Reto Kläy (EV Zug): «Wir trainieren ganz normal und geben den Spielern auch einige Freitage. Ob wir ein Testspiel bestreiten, ist noch offen. Eventuell gibt es einfach eines gegen unsere EVZ Academy.»

Raeto Raffainer (HC Davos): «Wir haben uns dagegen entschieden, Spiele zu bestreiten, werden stattdessen die Trainingsintensität hochschrauben und mit einem breiteren Kader arbeiten.»

2. Haben Sie Angst davor, dass Ihre Mannschaft durch die längere Pause, die sich noch weiter ausdehnen könnte, die Spannung verliert?

Leuenberger: «Wenn am 17. März gespielt werden kann, dann sollte es nicht so problematisch sein, die Spannung wieder aufzubauen. Denn beim letzten Nati-Break hatten wir auch 13 Tage Pause und es ist uns gut gelungen, diese zu handeln. Doch mit jeder weiteren Verschiebung würde das zu einer immer grösseren Herausforderung.»

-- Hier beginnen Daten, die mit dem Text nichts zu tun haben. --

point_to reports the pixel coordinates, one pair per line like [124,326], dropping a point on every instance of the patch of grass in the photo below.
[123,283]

Kläy: «Letztlich ist diese Situation für alle gleich. Wir müssen den Fokus darauf legen, dass am 17. März gespielt wird. Und sollte das nicht der Fall sein, dann müssen wir den Fokus eben neu legen, ohne daraus ein Drama zu machen. Die Spieler sollen sich auf das fokussieren, was sie beeinflussen können und alles andere nach Möglichkeit ausblenden. Aber klar, diese Situation ist für alle ein mentaler Test.»

Raffainer: «Wir gehen davon aus, dass wir am 17. März spielen. Das muss unsere Einstellung sein, alles andere wäre nicht gut für den Trainingsverlauf.»

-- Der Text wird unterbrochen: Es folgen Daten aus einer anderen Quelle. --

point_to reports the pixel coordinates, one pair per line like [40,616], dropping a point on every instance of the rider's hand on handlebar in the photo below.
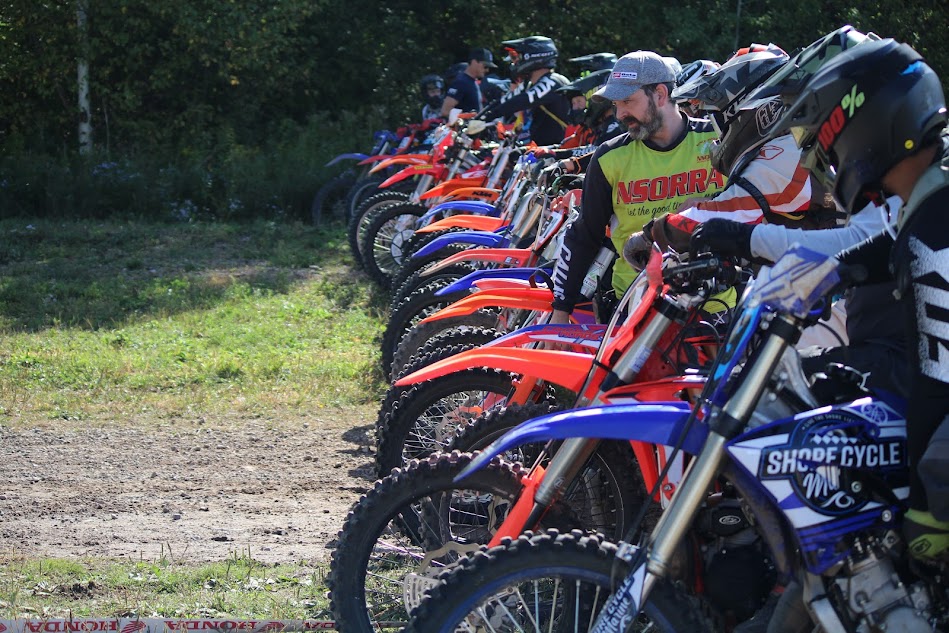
[636,250]
[722,237]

3. Was werden für Vorkehrungen getroffen, um Coronavirus-Infektionen innerhalb des Clubs zu verhindern?

Leuenberger: «Wir haben Massnahmenblätter herausgegeben, mit den üblichen Empfehlungen. Auch benutzen wir seit letzter Woche auf der Bank Schweisstüchlein, die nach einmaligem Gebrauch in einen Eimer geworfen und danach gewaschen werden. Ansonsten bauen wir auf den gesunden Menschenverstand. Wir haben den Spielern auf den Weg mitgegeben, während ihrer freien Tage nicht ins Ausland zu reisen. Oder wenn jemand Besuch erwartet, nachzufragen wo sich die Leute aufgehalten haben.»

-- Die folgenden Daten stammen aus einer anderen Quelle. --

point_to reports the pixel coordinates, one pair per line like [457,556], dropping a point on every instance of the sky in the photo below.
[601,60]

Kläy: «Die Richtlinien sind für alle klar und reichen vorderhand auch. Ansonsten setzen wir darauf, dass die Spieler erwachsen genug sind, um präventiv gewisse Vorkehrungen zu treffen, wie sich nicht in grosse Menschenmassen aufzuhalten.»

Raffainer: «Wir hatten im Dezember und Januar in Davos einen Magen-Darm-Virus zu bewältigen. Wie schon damals sind wir darauf angewiesen, dass sich jemand bei Krankheitssymptomen meldet und sicher nicht mehr in die Garderobe hineinläuft. Und wir schliessen auch immer die Garderobe ab, damit nur noch die Spieler und der Staff hereinkommen. Auch haben wir vorläufig unseren Teambetreuer Paul Berri aus dem Betrieb genommen. Dies zu seinem eigenen Schutz, weil er 80 Jahre alt ist und damit der Risikogruppe angehört.»